Mahfilden muhite Ankara edebiyatı

Mahfilden muhite Ankara edebiyatı

MELEK GEDİK / İSTANBUL

Necati Tonga’nın ‘Bir Edebi Muhit Olarak Ankara’ kitabı 10 yıllık bir çabanın ürünü. Ankara’nın ağır siyasi ortamından sıyrılarak hazırlanan kitabın en temel özelliği; şair-yazarların mekanlarla kurdukları ilişkiye ışık tutması. Edebi muhitler ya da edebiyat mahfilleri olarak adlandırılan bu mekanlar arasında neler yok ki: Kahvehaneler, pastaneler, lokantalar, kitabevleri ya da yazar evleri…  Ankara’nın edebiyat haritasını çizen Tonga ile son kitabını konuştuk.

Bir Edebi Muhit Olarak Ankara, titiz bir çalışmanın ürünü. Kitabınızın temel özelliği; edebiyat mahfillerine odaklanması ve Başkent’in edebiyat haritasını çıkarması. Ankara’daki mahfiller, edebiyat dünyamızı nasıl şekillendirdi?

İnsan, mekânla var olan, mekânla şekillenen bir varlıktır. Yaşarken farkında olmasak da içinde konumlandığımız çevreler, yaşadığımız ülkeler/şehirler/evler, okuduğumuz okullar, oturup sohbet ettiğimiz mekânlar ruh halimizi derinden etkilerler. Edip Cansever’in “İnsan yaşadığı yere benzer / O yerin suyuna, o yerin toprağına benzer” mısraları bu bakımdan çok anlamlıdır. 

Mekânın edebiyat hayatıyla başka bir yönden ilişkisi vardır ki bu ilişki sonucunda ortaya çıkan geniş çevreye ‘edebî muhit’ diyoruz. Şüphesiz ki asırlarca Osmanlı devletine payitahtlık yapan İstanbul, edebiyat tarihimize damga vuran en önemli edebî muhit olmuştur. Cumhuriyet’in ilanıyla birlikte ise Ankara, önemli bir edebî muhite dönüşmüştür. Kitabımda Ankara’nın bu yönünü ele almaya çalıştım. Bu bağlamda 1923-80 yılları arasında Ankara’da şair ve yazarlara edebiyat ortamı olan mekânları inceledim.

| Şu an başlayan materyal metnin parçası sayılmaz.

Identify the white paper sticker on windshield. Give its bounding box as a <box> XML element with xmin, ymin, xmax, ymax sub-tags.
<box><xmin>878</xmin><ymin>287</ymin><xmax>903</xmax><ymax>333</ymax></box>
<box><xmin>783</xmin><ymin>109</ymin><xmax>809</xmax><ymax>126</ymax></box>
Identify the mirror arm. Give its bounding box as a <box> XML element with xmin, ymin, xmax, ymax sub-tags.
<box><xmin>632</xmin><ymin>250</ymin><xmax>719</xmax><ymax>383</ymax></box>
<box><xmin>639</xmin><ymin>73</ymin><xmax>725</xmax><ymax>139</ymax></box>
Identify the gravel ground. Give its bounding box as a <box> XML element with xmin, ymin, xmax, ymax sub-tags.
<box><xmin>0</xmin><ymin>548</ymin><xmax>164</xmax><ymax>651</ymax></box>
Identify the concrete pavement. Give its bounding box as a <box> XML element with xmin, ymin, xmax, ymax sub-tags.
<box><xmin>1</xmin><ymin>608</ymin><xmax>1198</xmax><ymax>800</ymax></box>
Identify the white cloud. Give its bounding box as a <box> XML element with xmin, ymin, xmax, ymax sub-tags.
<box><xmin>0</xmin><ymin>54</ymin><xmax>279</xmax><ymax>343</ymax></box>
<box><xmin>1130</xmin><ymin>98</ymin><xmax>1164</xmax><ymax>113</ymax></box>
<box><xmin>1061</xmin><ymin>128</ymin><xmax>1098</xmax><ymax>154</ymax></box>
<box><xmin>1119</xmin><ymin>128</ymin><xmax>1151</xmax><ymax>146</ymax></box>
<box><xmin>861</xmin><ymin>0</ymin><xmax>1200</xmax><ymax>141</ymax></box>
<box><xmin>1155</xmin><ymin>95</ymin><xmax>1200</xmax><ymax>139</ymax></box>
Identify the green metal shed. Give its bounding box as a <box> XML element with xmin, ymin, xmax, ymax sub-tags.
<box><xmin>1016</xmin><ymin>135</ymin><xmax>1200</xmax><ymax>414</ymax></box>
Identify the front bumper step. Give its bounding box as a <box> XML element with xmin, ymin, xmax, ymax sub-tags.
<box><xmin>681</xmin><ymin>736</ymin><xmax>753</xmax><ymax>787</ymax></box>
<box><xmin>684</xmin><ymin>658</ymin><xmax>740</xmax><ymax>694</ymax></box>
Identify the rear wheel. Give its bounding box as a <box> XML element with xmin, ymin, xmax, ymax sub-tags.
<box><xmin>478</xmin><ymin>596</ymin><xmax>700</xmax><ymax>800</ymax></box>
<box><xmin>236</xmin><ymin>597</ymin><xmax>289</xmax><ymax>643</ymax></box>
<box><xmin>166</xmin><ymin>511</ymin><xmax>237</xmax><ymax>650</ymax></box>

Ankara’yı geniş bir edebiyat atmosferi olarak ele aldığım çalışmamın temel kaynakları; hatıralar, mektuplar ve günlükler oldu. Yıllar süren süreli yayın taramaları yaptım, pek çok şair ve yazarla mülakatlar yaptım, tek tek mahfillerin fotoğraflarına ulaşmaya ve mahfillerin edebî eserlerdeki yansımalarını tespit etmeye çalıştım ve şu sonuca ulaştım: Millî Mücadele Dönemi’nden itibaren Türk tarihinin odağına yerleşen Ankara, Cumhuriyet döneminde edebiyatımızın kalbinin attığı merkezlerden biri olmuştur. Ele aldığım mahfiller, şehirde ortaya çıkan edebiyat toplulukları ve neşredilen süreli yayınlar; Ankara’nın 1923-1980 yılları arasında edebiyatımıza yön veren edebî muhit olduğunu göstermektedir.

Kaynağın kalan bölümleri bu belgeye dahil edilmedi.